Mnemonics and eponyms

  • Nephrotic tetrad — "PALE": Proteinuria, Albumin low, Lipids high (lipiduria), Edema.
  • MCD on biopsy — "Nil on LM, Foot on EM": nil disease on light microscopy, foot-process effacement on EM.
  • Eponyms to recall: ISKDC (criteria), Denys-Drash and Pierson (congenital), Finnish type (CNF/nephrin), Maltese cross (lipiduria).

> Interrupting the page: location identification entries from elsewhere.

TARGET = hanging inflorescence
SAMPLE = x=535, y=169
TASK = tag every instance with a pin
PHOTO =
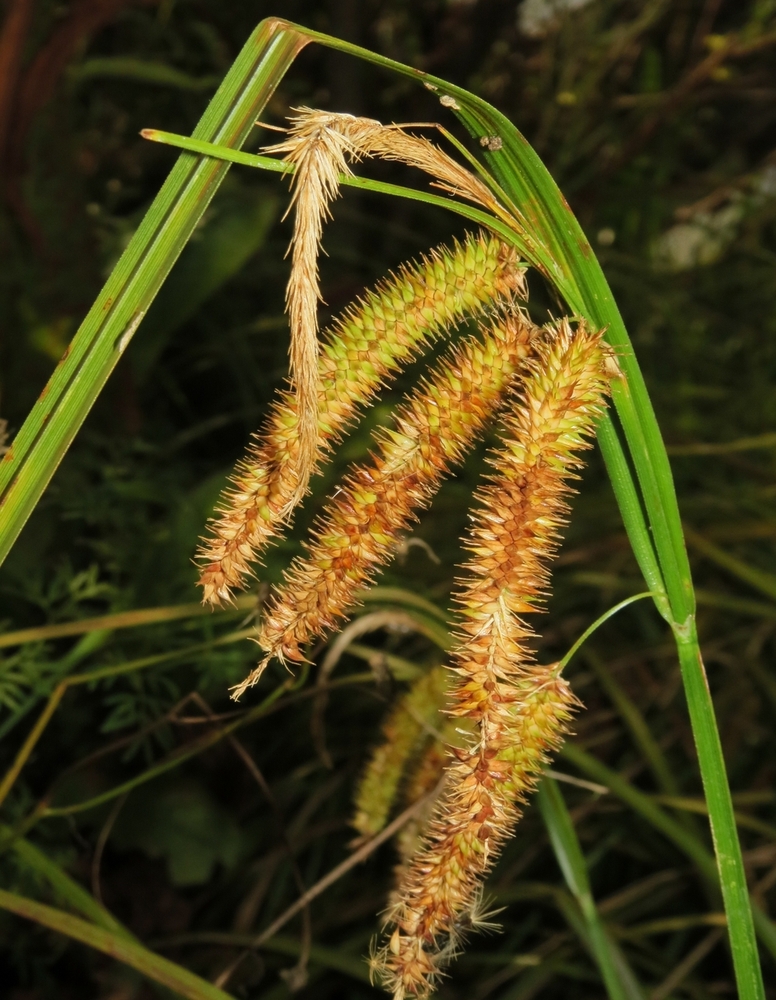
x=485, y=724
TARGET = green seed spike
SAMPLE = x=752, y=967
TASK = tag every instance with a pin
x=366, y=346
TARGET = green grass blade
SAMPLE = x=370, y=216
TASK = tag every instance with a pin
x=103, y=336
x=680, y=835
x=554, y=241
x=568, y=852
x=635, y=722
x=175, y=977
x=66, y=888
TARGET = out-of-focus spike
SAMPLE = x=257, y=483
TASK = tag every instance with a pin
x=519, y=711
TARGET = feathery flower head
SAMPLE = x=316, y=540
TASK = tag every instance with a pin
x=365, y=347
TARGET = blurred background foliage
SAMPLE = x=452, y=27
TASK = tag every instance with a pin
x=658, y=120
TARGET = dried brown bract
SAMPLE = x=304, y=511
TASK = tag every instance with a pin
x=365, y=347
x=361, y=527
x=520, y=711
x=320, y=146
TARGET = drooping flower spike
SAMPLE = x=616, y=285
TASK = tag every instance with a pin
x=519, y=710
x=361, y=527
x=364, y=348
x=321, y=145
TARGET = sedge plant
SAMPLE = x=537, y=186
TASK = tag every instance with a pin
x=548, y=386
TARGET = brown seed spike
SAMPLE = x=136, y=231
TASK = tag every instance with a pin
x=360, y=528
x=519, y=710
x=319, y=145
x=366, y=346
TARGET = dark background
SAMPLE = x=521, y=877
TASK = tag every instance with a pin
x=657, y=120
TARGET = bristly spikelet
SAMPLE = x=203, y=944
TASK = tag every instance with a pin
x=366, y=346
x=318, y=153
x=359, y=529
x=520, y=711
x=319, y=145
x=410, y=724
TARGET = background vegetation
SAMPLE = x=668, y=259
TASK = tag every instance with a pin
x=657, y=120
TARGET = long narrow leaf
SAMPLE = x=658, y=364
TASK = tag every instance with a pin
x=110, y=324
x=621, y=983
x=161, y=970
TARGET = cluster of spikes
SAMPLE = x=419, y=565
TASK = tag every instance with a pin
x=471, y=738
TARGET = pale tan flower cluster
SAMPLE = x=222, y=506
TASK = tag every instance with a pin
x=365, y=347
x=320, y=145
x=505, y=714
x=409, y=726
x=519, y=710
x=361, y=526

Recently asked / exam angle

  • Drug of choice for first-episode childhood NS → oral prednisolone; for steroid-resistant NS → cyclosporin (calcineurin inhibitor). Both frequently paired in single-best-answer stems.
  • Commonest cause of NS in childrenminimal change disease; commonest cause of steroid-resistant NSFSGS.
  • Light microscopy normal, EM shows foot-process fusion → identify MCD.
  • Spontaneous bacterial peritonitis organismStreptococcus pneumoniae; mechanism via loss of factor B / properdin.
  • Hypercoagulability mechanism → urinary loss of antithrombin III; classic event = renal vein thrombosis.
  • ISKDC definition matching: remission (3 days nil/trace), steroid dependence (2 relapses on taper/within 14 days), steroid resistance (no remission at 4 weeks).
  • Investigation of choice for quantifying proteinuriaspot urine protein:creatinine ratio (> 2 mg/mg = nephrotic range).
  • Congenital NS, raised AFP, large placenta → Finnish type / nephrin (NPHS1) mutation.
  • Maltese cross under polarised light → identify nephrotic lipiduria.
  • Indications for biopsy in childhood NS (age extremes, steroid resistance, nephritic features) recur as multiple-true-false.

Rapid revision

  1. Nephrotic tetrad = proteinuria (> 40 mg/m²/h) + albumin (< 2.5 g/dL) + oedema + hyperlipidaemia.
  2. Commonest cause in children = minimal change disease (~90% in 1–6 yr group).
  3. MCD biopsy = normal LM, negative IF, foot-process effacement on EM.
  4. Investigation of choice to quantify proteinuria = early-morning urine protein:creatinine ratio (> 2 mg/mg).
  5. Drug of choice, first episode = prednisolone 60 mg/m²/day × 4–6 wk → 40 mg/m² alternate days.
  6. ~90% of MCD children are steroid-responsive; remission = nil/trace protein × 3 days.
  7. Steroid dependent = 2 relapses on taper or within 14 days of stopping; steroid resistant = no remission after 4 weeks daily steroids.
  8. Commonest cause of steroid-resistant NS = FSGS; drug of choice = cyclosporin (calcineurin inhibitor).
  9. Classic infection = pneumococcal spontaneous bacterial peritonitis (loss of factor B/properdin).
  10. Hypercoagulability from urinary antithrombin III loss → classic renal vein thrombosis.
  11. Low C3 + haematuria + hypertension = NOT MCD → think MPGN/PSGN/lupus, biopsy.
  12. Congenital NS, Finnish type = nephrin (NPHS1) mutation, raised AFP, steroid-resistant — supportive care only.